Sunday, January 30, 2011


Written and Directed by Kiran Rao
Starring Prateik, Monica Dogra and Aamir Khan

I learned a new word the other day – “hindie”. Basically, this is an amalgamation of “Hindi” and “indie”, the former being an Indian language and the latter being the term we have come to associate with films made outside the studio system. You will have to pardon my ignorance on the subject; I don’t see a lot of Indian film. In an effort to change that, albeit a very small one, I caught film festival favourite, DHOBI GHAT, by first time director, Kiran Rao, starring up and coming actors, Prateik and Monica Dogra, as well as veteran Indian actor, Aamir Khan (Rao's husband to boot). It may have taken me a few minutes to adjust to some of the iffier acting and questionable shot choices but once I did, I was taken in by its great sensitivity and compassion.

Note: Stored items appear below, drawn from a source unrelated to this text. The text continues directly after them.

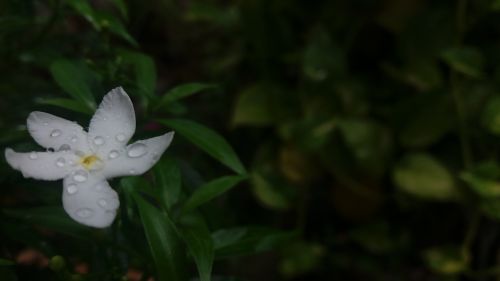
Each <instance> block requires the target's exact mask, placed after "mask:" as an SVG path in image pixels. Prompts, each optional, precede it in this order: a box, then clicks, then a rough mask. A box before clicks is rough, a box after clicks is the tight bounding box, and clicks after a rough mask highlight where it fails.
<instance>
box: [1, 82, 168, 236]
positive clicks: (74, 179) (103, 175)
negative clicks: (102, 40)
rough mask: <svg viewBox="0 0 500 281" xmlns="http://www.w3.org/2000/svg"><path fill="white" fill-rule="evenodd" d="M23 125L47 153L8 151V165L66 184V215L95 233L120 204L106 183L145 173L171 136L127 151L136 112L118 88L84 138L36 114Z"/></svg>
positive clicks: (15, 168)
mask: <svg viewBox="0 0 500 281" xmlns="http://www.w3.org/2000/svg"><path fill="white" fill-rule="evenodd" d="M27 123H28V131H29V133H30V134H31V136H32V137H33V139H35V141H36V142H37V143H38V144H40V145H41V146H43V147H45V148H47V149H48V151H47V152H30V153H17V152H15V151H14V150H12V149H10V148H7V149H6V150H5V158H6V159H7V162H8V163H9V164H10V165H11V166H12V167H13V168H14V169H17V170H19V171H21V172H22V173H23V175H24V177H27V178H29V177H31V178H34V179H39V180H59V179H64V181H63V185H64V189H63V198H62V201H63V206H64V210H65V211H66V212H67V213H68V215H69V216H70V217H71V218H73V219H74V220H76V221H77V222H79V223H82V224H85V225H88V226H93V227H99V228H102V227H107V226H109V225H110V224H111V223H112V222H113V220H114V218H115V216H116V210H117V209H118V207H119V205H120V202H119V200H118V196H117V194H116V192H115V191H114V190H113V189H111V187H110V186H109V184H108V182H107V180H106V179H110V178H114V177H119V176H130V175H140V174H142V173H144V172H146V171H147V170H149V169H150V168H151V167H152V166H153V165H154V164H155V163H156V162H157V161H158V159H159V158H160V156H161V155H162V154H163V152H164V151H165V149H167V147H168V146H169V145H170V142H171V141H172V138H173V136H174V133H173V132H169V133H167V134H164V135H162V136H159V137H154V138H151V139H147V140H140V141H137V142H135V143H133V144H130V145H128V146H127V142H128V141H129V140H130V138H131V137H132V135H133V134H134V131H135V113H134V107H133V105H132V102H131V101H130V98H129V97H128V95H127V94H126V93H125V91H124V90H123V89H122V88H121V87H119V88H116V89H113V90H111V91H110V92H109V93H108V94H107V95H106V96H104V98H103V101H102V102H101V104H100V105H99V108H98V109H97V111H96V112H95V114H94V116H93V117H92V120H91V121H90V125H89V130H88V133H87V132H85V131H84V130H83V128H82V127H81V126H80V125H78V124H76V123H75V122H71V121H68V120H65V119H62V118H60V117H57V116H54V115H51V114H48V113H44V112H39V111H35V112H32V113H31V114H30V115H29V117H28V122H27Z"/></svg>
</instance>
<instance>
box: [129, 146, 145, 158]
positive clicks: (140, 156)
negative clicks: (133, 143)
mask: <svg viewBox="0 0 500 281" xmlns="http://www.w3.org/2000/svg"><path fill="white" fill-rule="evenodd" d="M146 152H147V146H146V145H145V144H143V143H134V144H133V145H131V146H130V147H129V148H128V152H127V155H128V156H129V157H132V158H137V157H141V156H143V155H144V154H146Z"/></svg>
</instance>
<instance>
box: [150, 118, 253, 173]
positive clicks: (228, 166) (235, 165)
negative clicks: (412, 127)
mask: <svg viewBox="0 0 500 281" xmlns="http://www.w3.org/2000/svg"><path fill="white" fill-rule="evenodd" d="M159 122H160V123H162V124H164V125H166V126H168V127H171V128H172V129H174V130H175V131H176V132H178V133H179V134H181V135H183V136H184V137H185V138H186V139H188V140H189V141H191V142H192V143H193V144H194V145H196V146H198V147H199V148H201V149H202V150H204V151H205V152H206V153H208V154H209V155H210V156H212V157H214V158H215V159H216V160H218V161H219V162H221V163H222V164H224V165H226V166H227V167H229V168H230V169H232V170H233V171H235V172H237V173H238V174H240V175H245V174H246V170H245V167H243V164H241V162H240V159H239V158H238V156H237V155H236V153H235V152H234V150H233V148H232V147H231V146H230V145H229V144H228V143H227V141H226V140H225V139H224V138H222V137H221V136H220V135H219V134H217V133H216V132H214V131H213V130H211V129H209V128H207V127H205V126H203V125H201V124H199V123H196V122H193V121H189V120H185V119H162V120H159Z"/></svg>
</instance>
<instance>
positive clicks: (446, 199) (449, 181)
mask: <svg viewBox="0 0 500 281" xmlns="http://www.w3.org/2000/svg"><path fill="white" fill-rule="evenodd" d="M393 180H394V182H395V184H396V186H397V187H399V188H400V189H401V190H403V191H405V192H407V193H410V194H412V195H415V196H418V197H421V198H425V199H434V200H450V199H454V198H456V196H457V195H458V194H457V190H456V187H455V183H454V180H453V177H452V175H451V174H450V172H449V171H448V170H447V169H446V167H444V166H443V165H442V164H441V163H440V162H439V161H438V160H436V159H434V158H433V157H432V156H430V155H427V154H410V155H407V156H405V157H404V158H403V159H402V161H401V162H400V163H399V165H397V166H396V167H395V168H394V171H393Z"/></svg>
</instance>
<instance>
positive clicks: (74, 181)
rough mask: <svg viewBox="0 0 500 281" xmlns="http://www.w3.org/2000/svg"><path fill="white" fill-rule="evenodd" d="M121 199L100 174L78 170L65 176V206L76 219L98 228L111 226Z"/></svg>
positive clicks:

The “Dhobi Ghat” is a well-known place in Mumbai where “dhobis” wash clothing in the street for hotels, hospitals and rich folk. The film both takes its name and stems from this place. Munna (Prateik), is a young “dhobi” with aspirations of becoming an actor. He certainly has the face for it but, instead of getting him the notice of a famous film producer, his face grabs the attention of a young, unemployed amateur photographer, named Shai (Monica Dogra). Shai comes from a great deal of money and therefore cannot really entertain the idea of falling for a “dhobi”. She also has unresolved issues for a former flame, Arun (Aamir Khan), who also happens to have his laundry done by Munna. Arun himself, a reclusive painter, is finding new inspiration and life in a series of videos a former resident of his new apartment left behind. The window to this girl’s life, and all of its complex trappings, is curious and fascinating but also unexpectedly heartbreaking.

In some ways, DHOBI GHAT relies too heavily on overly simplified conventions to sturdy its foundation. While I’m sure class separation is still very real in Mumbai, the spoiled little rich girl falling for the poor handsome boy from the streets has been done. Rao infuses her delicately woven web between her three characters with great care though, enough so that they are all able to show sides of themselves that are contrasting and compelling. They are all bound by obligation, status and history but they are also all moving towards something altogether new in their lives and they know it. Perhaps some fresh clothing and perspective will allow them to stop fighting the change and just give in.